Monday, April 23, 2018

Genetically Tatars and Bashkirs are More Different than Their Cultures and Identities Are


Paul Goble

            Staunton, April 23 – Many people in Western countries have been bombarded with advertisements for genetic testing so that they can learn their “real” ethnicity, and many in Eurasia have been told by Moscow that various groups of Tatars can’t be related because they are genetically different -- as if ethnicity was defined by genetics rather than history and culture.

            The Moscow effort to suggest ethnicity “proves” that Siberian Tatars, Kazan Tatars and Crimean Tatars can’t be one people (gazeta.ru/science/2016/12/14_a_10425539.shtml#page1) has been sharply criticized by Tatar scholars like Damir Iskhakov who say “the definition of a nation [by genetics]  leads to mistaken conclusions” about national identities.

            Nonetheless, genetic testing can provide important clues about the early history and development of various ethnic groups even if it can’t supplant studies of culture or politics or psychology, but as Iskhakov says, it must be used carefully lest it “biologize” and thereby “reify” nations and national identities.

            A new genetic study by BioMed Central of 30 groups living between the Baltic Sea and Lake Baikal (bmcgenet.biomedcentral.com/articles/10.1186/s12863-017-0578-3) provides some intriguing clues about the history of various nations, none more intriguing than about some important differences in the bases of the Tatar and Bashkir nations. 

            In an essay for the IdealReal portal, analyst Ramazan Alpaut reviews the BntnioMed Central findings about the Bashkirs and Tatars and concludes that the Bashkirs are closely related to the Hanty and thus likely have their origins in Finno-Ugric communities (idelreal.org/a/башкиры-ближе-к-хантам-и-венграм-татары-к-европейцам/29177069.html).

            “The Idel Ural region,” Alpaut writes, “are populated as is well known by three groups of peoples: the Uralic, the Turkic and the Slavic.” The Bashkirs and Tatars are the chief representatives of the Turkic group, but despite their linguistic closeness, “generically they are significantly different from one another.”

                “The Tatars have much in common with the genetics of neighboring countries while the Bashkirs have more in common with those who live in other regions.”  That suggests, the Idel-Ural writer says, that “the Bashkirs initially were not Turkic but an ethnic group which subsequently adopted a Turkic language.”

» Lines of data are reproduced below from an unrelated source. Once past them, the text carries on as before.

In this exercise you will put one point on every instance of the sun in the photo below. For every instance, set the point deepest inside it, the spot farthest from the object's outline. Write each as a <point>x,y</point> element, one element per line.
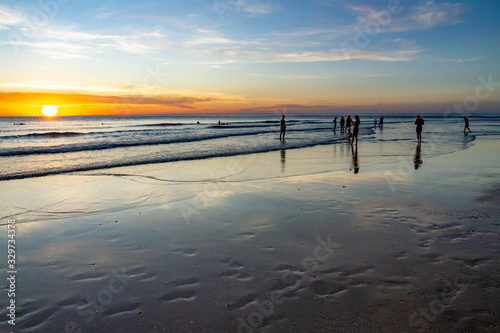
<point>49,110</point>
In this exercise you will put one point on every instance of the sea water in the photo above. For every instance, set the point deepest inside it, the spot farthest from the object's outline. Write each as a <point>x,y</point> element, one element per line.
<point>42,146</point>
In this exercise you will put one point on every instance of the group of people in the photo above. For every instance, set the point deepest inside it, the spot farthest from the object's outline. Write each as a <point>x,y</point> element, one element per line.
<point>345,127</point>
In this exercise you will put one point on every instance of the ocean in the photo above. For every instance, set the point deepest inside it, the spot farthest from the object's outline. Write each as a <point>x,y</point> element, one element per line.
<point>43,146</point>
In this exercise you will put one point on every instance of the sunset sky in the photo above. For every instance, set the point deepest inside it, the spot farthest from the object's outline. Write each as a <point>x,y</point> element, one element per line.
<point>193,56</point>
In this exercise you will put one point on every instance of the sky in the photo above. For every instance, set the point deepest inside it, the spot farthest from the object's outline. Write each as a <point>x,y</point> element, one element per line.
<point>247,56</point>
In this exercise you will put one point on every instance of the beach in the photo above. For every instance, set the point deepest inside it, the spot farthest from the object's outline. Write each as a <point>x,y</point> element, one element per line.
<point>313,239</point>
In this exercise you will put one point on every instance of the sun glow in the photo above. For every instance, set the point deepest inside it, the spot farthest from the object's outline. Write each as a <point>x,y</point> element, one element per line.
<point>49,110</point>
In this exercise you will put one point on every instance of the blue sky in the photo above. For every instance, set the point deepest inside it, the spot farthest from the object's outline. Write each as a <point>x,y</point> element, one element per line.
<point>254,55</point>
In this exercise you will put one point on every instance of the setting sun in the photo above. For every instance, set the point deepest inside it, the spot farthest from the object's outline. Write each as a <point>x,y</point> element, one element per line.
<point>49,110</point>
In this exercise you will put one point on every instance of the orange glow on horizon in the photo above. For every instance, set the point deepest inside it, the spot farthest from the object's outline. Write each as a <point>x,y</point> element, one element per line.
<point>50,110</point>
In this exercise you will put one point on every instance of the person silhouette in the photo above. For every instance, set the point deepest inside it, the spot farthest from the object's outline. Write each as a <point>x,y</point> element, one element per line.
<point>466,124</point>
<point>355,163</point>
<point>417,160</point>
<point>348,122</point>
<point>282,128</point>
<point>419,122</point>
<point>355,129</point>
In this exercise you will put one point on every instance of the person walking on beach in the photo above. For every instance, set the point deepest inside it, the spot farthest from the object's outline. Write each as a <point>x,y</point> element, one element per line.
<point>466,124</point>
<point>348,122</point>
<point>282,128</point>
<point>355,129</point>
<point>419,122</point>
<point>349,135</point>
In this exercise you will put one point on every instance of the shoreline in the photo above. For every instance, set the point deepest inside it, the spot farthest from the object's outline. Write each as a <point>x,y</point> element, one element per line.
<point>235,251</point>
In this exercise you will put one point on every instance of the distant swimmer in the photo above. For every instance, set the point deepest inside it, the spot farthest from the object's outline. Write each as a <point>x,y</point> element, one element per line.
<point>348,122</point>
<point>282,128</point>
<point>466,124</point>
<point>419,122</point>
<point>355,129</point>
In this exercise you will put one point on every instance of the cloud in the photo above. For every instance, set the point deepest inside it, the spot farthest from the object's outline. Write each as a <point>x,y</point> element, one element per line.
<point>429,14</point>
<point>10,17</point>
<point>252,8</point>
<point>425,15</point>
<point>460,60</point>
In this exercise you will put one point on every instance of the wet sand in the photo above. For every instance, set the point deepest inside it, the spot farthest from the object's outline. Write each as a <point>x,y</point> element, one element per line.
<point>290,241</point>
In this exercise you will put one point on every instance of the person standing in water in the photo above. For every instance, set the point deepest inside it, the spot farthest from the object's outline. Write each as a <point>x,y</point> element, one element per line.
<point>466,124</point>
<point>283,128</point>
<point>348,122</point>
<point>419,122</point>
<point>355,129</point>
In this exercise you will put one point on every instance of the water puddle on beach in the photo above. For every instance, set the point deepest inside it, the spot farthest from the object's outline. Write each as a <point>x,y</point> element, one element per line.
<point>271,243</point>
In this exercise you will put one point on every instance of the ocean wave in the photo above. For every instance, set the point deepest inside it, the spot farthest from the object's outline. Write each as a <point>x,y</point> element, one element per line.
<point>92,146</point>
<point>192,155</point>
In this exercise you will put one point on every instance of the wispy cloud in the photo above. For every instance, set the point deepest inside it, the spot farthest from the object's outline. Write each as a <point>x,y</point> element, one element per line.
<point>460,60</point>
<point>10,16</point>
<point>425,15</point>
<point>276,76</point>
<point>253,8</point>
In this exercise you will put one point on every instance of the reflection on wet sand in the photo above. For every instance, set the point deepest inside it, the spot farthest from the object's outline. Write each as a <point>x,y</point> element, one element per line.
<point>355,164</point>
<point>417,160</point>
<point>283,159</point>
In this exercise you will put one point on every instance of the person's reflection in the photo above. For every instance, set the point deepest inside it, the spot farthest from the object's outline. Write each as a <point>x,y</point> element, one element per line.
<point>283,159</point>
<point>417,160</point>
<point>355,164</point>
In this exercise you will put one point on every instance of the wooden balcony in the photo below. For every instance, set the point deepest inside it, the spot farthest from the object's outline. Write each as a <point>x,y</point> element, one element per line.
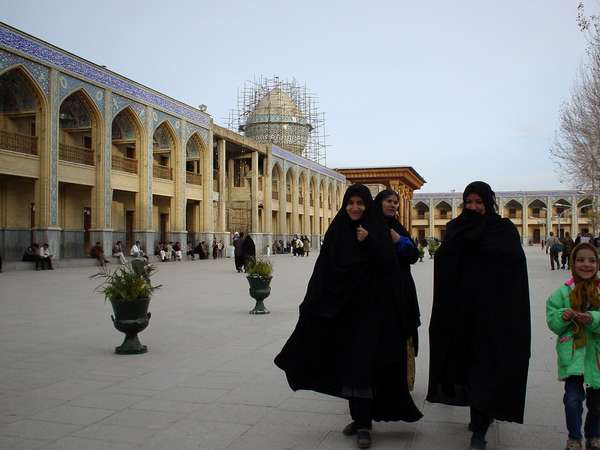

            At the same time, Alpaut continues, “the Volga Tatars represent at the genetic level a mixture of Bulgars who had a significant Finno-Ugric component, the Pechenets, the Kumans, the Khazars, local Finno-Ugric peoples and the Alans.” Thus, the Tatars, but not the Bashkirs, “are essentially a European people with an insignificant East Asian component.”

            Alpaut points out that “analysis on the basis of the principle of genetic similarity is insufficient to categorically assert that the Bashkirs were of Finno-Ugric origin.” But it does suggest that the history of their formation as a nation was more complicated and drew on more sources than many have thought. 

            But such information must be treated with extreme care not only because genetics doesn’t define ethnicity but also because genetic measures used for such comparisons are far from perfect: the percentages often treated as absolutes are in fact relative to sample size and to the total of all genes, making any final conclusions highly problematic.

            Unfortunately, as genetic measurement becomes more common and accessible, ever more people are going to use it without these caveats; and thus such “research” becomes dangerously political especially because it is offered in the guise of science, something it is but only if it is used with the kind of care many simply refuse to devote.